Desde el año 1997, cuando por primera vez fue descrita por Cowper1, una entidad llamada fibrosis sistémica nefrogénica (FSN) ha concentrado la atención de nefrólogos y radiólogos en todo el mundo. Ha sido definida como una enfermedad fibrosante, que afecta de forma predominante a pacientes que han recibido contrastes con gadolinio, con filtrado glomerular (FG) estimado menor de 30 ml/min/1,73 m2 o en hemodiálisis2,3. En este documento nos interesa resumir la expresión clínica de la FSN, los datos conocidos sobre los diferentes contrastes basados en gadolinio, las posibilidades de identificar pacientes de riesgo para prevenir su aparición y los tipos de tratamiento de esta enfermedad.

 

GADOLINIO

Los medios de contraste basados en el gadolinio (MCG) se utilizan en los estudios de resonancia magnética (RM) por su capacidad magnética para modificar la posición de los protones de las moléculas de agua en los tejidos, un cambio que mejora la capacidad diagnóstica del estudio. Dichos medios de contraste actúan acortando el tiempo de relajación T1 y T2 de los tejidos donde se distribuyen, lo que conlleva fundamentalmente un aumento de señal en secuencias potenciadas en T1. Sin embargo, si la concentración del MCG es alta, predomina el acortamiento T2, produciendo una disminución de la señal.

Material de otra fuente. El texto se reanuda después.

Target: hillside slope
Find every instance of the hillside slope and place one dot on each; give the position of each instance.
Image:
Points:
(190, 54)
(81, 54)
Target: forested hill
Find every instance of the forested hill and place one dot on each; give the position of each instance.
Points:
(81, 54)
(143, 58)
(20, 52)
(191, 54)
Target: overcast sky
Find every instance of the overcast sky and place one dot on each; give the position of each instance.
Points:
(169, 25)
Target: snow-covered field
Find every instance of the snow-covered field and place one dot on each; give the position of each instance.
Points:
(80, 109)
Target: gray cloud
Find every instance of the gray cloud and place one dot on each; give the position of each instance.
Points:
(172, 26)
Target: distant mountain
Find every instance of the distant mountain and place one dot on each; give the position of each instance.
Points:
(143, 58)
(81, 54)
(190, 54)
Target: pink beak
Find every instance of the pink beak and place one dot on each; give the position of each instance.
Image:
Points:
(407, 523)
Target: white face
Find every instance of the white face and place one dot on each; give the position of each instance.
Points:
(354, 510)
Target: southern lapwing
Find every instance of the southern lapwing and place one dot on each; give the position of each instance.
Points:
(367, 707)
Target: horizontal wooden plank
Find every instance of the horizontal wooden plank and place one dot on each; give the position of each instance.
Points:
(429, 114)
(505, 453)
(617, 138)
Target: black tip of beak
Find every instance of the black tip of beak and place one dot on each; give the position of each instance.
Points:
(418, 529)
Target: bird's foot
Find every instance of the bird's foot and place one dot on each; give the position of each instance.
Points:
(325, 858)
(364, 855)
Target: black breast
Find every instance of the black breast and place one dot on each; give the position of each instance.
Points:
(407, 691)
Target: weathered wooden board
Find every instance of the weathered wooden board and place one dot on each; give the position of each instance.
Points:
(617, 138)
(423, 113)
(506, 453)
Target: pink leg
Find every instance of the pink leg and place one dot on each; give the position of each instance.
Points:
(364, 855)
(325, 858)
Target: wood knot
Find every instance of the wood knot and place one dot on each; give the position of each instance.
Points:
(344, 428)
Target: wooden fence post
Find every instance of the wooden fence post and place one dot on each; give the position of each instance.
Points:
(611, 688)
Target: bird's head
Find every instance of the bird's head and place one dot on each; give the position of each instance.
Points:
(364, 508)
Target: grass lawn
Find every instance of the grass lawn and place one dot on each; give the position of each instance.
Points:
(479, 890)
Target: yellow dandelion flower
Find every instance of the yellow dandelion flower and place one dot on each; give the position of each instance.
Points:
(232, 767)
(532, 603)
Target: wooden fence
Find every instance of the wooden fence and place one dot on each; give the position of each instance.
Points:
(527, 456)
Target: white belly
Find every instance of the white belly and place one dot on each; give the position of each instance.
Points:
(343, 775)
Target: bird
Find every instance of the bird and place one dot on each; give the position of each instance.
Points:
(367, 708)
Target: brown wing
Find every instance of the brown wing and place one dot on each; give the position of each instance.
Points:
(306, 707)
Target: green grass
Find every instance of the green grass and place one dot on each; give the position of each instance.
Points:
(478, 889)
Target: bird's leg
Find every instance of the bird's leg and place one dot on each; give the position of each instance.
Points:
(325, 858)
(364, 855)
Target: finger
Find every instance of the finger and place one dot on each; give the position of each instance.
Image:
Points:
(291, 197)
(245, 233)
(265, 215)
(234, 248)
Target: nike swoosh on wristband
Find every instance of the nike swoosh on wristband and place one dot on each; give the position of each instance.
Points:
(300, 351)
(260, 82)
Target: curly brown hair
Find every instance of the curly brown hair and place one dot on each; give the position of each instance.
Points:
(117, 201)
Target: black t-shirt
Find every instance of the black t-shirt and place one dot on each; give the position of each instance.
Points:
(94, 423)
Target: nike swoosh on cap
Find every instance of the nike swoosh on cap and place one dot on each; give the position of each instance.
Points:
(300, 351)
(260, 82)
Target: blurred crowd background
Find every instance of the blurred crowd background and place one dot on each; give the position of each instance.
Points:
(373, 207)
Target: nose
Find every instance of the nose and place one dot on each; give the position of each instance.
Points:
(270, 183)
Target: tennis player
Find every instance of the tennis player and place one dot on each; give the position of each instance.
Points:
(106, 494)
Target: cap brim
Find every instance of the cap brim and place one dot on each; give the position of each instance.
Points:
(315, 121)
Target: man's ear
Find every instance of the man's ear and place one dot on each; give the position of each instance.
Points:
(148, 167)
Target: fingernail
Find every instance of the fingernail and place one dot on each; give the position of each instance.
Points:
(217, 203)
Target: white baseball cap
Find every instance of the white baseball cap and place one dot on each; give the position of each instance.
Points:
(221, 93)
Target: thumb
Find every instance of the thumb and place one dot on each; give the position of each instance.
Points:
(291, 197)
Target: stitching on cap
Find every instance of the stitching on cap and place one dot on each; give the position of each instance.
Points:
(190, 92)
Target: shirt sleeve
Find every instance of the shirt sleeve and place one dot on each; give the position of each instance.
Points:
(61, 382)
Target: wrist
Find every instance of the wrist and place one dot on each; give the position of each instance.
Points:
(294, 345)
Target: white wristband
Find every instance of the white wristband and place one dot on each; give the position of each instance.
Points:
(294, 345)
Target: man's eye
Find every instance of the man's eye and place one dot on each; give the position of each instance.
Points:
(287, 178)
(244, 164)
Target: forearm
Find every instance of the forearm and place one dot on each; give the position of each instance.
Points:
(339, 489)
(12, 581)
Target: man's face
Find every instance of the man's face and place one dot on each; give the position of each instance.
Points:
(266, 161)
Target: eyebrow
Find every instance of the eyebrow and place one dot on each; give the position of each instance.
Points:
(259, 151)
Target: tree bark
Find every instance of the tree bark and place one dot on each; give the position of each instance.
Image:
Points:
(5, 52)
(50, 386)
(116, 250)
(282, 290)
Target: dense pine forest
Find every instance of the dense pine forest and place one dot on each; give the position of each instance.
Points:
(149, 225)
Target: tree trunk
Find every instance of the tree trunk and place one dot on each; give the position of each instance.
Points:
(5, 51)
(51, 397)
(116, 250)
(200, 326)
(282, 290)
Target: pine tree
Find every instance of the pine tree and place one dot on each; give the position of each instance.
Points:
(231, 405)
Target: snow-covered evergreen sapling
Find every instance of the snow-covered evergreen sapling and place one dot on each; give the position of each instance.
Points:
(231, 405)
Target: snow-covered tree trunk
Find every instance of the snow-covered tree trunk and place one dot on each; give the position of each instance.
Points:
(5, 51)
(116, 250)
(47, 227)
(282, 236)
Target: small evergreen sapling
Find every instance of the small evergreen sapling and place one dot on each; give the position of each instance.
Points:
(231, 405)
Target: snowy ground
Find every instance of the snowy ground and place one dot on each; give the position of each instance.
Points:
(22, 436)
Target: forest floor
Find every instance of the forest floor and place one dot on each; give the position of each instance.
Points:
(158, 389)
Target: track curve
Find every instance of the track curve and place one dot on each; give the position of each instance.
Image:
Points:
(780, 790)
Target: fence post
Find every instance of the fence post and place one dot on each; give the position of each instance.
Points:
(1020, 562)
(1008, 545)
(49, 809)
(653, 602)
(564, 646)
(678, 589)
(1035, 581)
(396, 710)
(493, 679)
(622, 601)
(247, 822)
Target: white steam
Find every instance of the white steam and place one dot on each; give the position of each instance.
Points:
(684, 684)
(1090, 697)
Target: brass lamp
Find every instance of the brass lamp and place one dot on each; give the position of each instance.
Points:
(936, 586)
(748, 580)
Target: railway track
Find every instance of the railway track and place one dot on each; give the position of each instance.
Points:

Actualmente existen nueve agentes aprobados y disponibles en Europa; sus características están resumidas en la tabla 1 .

 

Estructura y farmacocinética

El gadolinio (Gd) es un metal pesado con alta capacidad paramagnética y no hidrosoluble. En estado libre (Gd3) es muy tóxico, por lo que es necesario quelarlo con diferentes ligantes orgánicos, lo que da lugar a quelatos de gadolinio4. Existe cierta tendencia del ión a separarse del ligante en un proceso llamado bloqueo de la quelación5. Si posteriormente este procesto continúa a transmetalación y causa la FSN6. Transmetalación es una reacción química mediante la cual,un metal libre secundario con afinidad por el quelato, permite la liberación de gadolinio (Gd3). En pacientes con fallo renal, disminuye la excreción renal del MCG; su vida media se prolonga, lo que aumenta la posibilidad de que el Gd3 se disocie del quelato. Esto facilitaría el reclutamiento de fibrocitos circulantes, desencadenando la reacción fibrosante7,8. La estructura de los quelatos de gadolinio puede ser lineal o macrocíclica, siendo esta última la que muestra unas constantes de estabilidad termodinámica más elevadas. Al tratarse de compuestos hidrófilos, pueden clasificarse9 en iónicos y no iónicos, estos últimos con una menor osmolaridad para la misma concentración (tabla 1). De todos los agentes, los no iónicos lineares son los que tienen menos estabilidad e incrementan el riesgo de transmetalación y de esta manera estan asociados a major riesgo de FSN10,11

Atendiendo a la distribución tras su administración intravenosa (tabla 1), los MCG se clasifican en tres tipos: extracelulares no específicos, mixtos (de distribución extracelular e intracelular hepatoespecífica, con un porcentaje variable de eliminación biliar) e intravasculares (permanecen más tiempo en el espacio intravascular). La amplia mayoría de los MCG utilizados en la práctica diaria pertenecen al primer grupo12.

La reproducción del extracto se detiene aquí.